Michigamme (/ˈmɪʃəgɒmi/ mish-ə-GAH-mee) is an unincorporated community in Marquette County in the U.S. state of Michigan. It is located within Michigamme Township on the north shores of Lake Michigamme. For statistical purposes, the United States Census Bureau has defined Michigamme as a census-designated place (CDP). The CDP had a population of 255 at the 2020 census.

The Michigamme ZIP code, 49861, serves a much larger area to the north and west of the lake, including portions of Michigamme Township and Republic Township in Marquette County and Spurr Township and Covington Township in Baraga County.

==History==
The Michigamme post office has been in operation since 1873. The community took its name from nearby Lake Michigamme.

==Geography==
Michigamme is in western Marquette County, in the southern part of Michigamme Township. It is 37 mi west of Marquette, the county seat, 23 mi west of Ishpeming, and 22 mi east of Covington. The community sits on the north side of Lake Michigamme, drained to the south by the Michigamme River, part of the Menominee River watershed leading to Green Bay on Lake Michigan. According to the United States Census Bureau, the CDP has a total area of 4.65 sqmi, of which 2.38 sqmi are land and 2.27 sqmi, or 48.88%, are water.

==Demographics==

As of the census of 2000, there were 287 people, 138 households, and 94 families residing in the CDP. The population density was 114.7 PD/sqmi.

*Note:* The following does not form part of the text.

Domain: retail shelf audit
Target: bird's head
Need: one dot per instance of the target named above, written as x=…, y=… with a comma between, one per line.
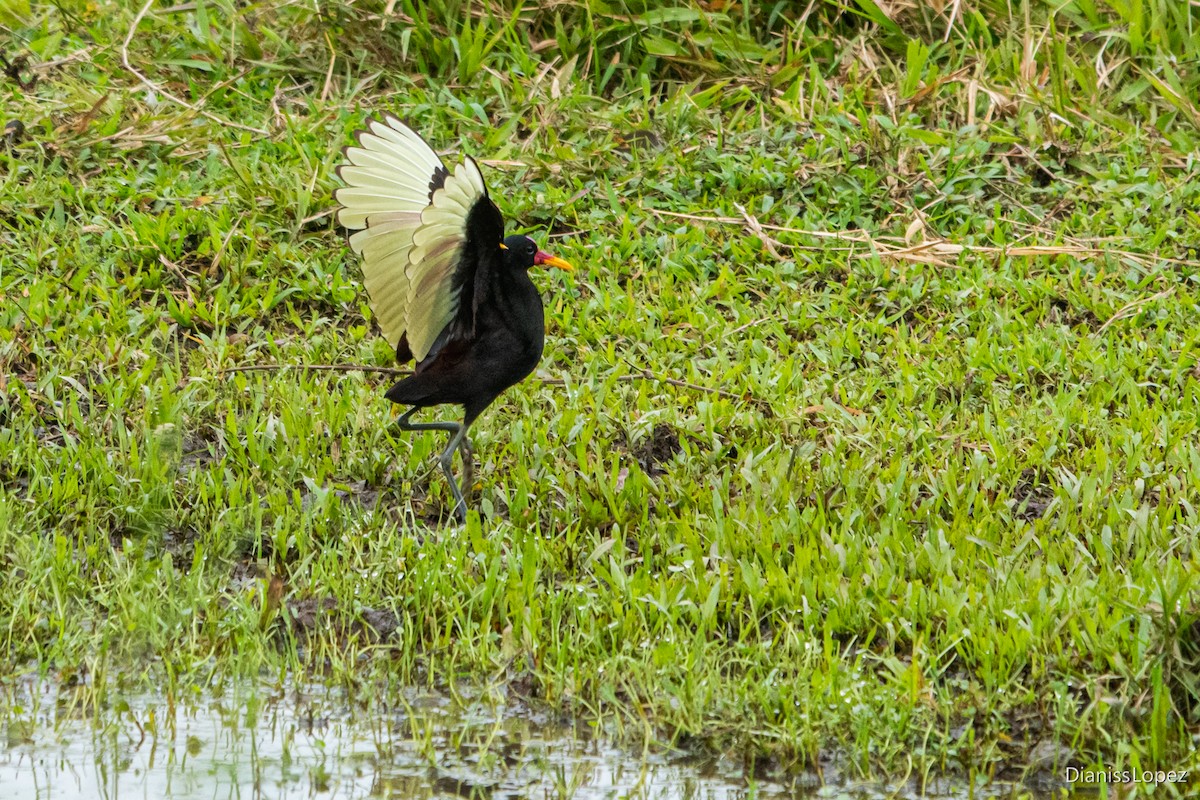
x=521, y=252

There were 271 housing units at an average density of 108.3 /sqmi. The racial makeup of the CDP was 99.30% White and 0.70% Native American.

There were 138 households, out of which 19.6% had children under the age of 18 living with them, 60.1% were married couples living together, 6.5% had a female householder with no husband present, and 31.2% were non-families. 28.3% of all households were made up of individuals, and 12.3% had someone living alone who was 65 years of age or older. The average household size was 2.08 and the average family size was 2.45.

In the CDP, the population was spread out, with 16.4% under the age of 18, 3.5% from 18 to 24, 20.9% from 25 to 44, 37.3% from 45 to 64, and 22.0% who were 65 years of age or older. The median age was 50 years. For every 100 females, there were 95.2 males. For every 100 females age 18 and over, there were 96.7 males.

The median income for a household in the CDP was $27,083, and the median income for a family was $33,438. Males had a median income of $30,833 versus $21,250 for females. The per capita income for the CDP was $21,285. About 5.2% of families and 11.6% of the population were below the poverty line, including 11.6% of those under the age of eighteen and 9.3% of those 65 or over.

Historical population
| Census | Pop. | Note | %± |
| 2000 | 287 |  | — |
| 2010 | 271 |  | −5.6% |
| 2020 | 255 |  | −5.9% |
U.S. Decennial Census

==Transportation==
Indian Trails bus lines operates daily intercity bus service between Hancock and Milwaukee with a stop in Michigamme. US Highway 41/M-28 passes through the community.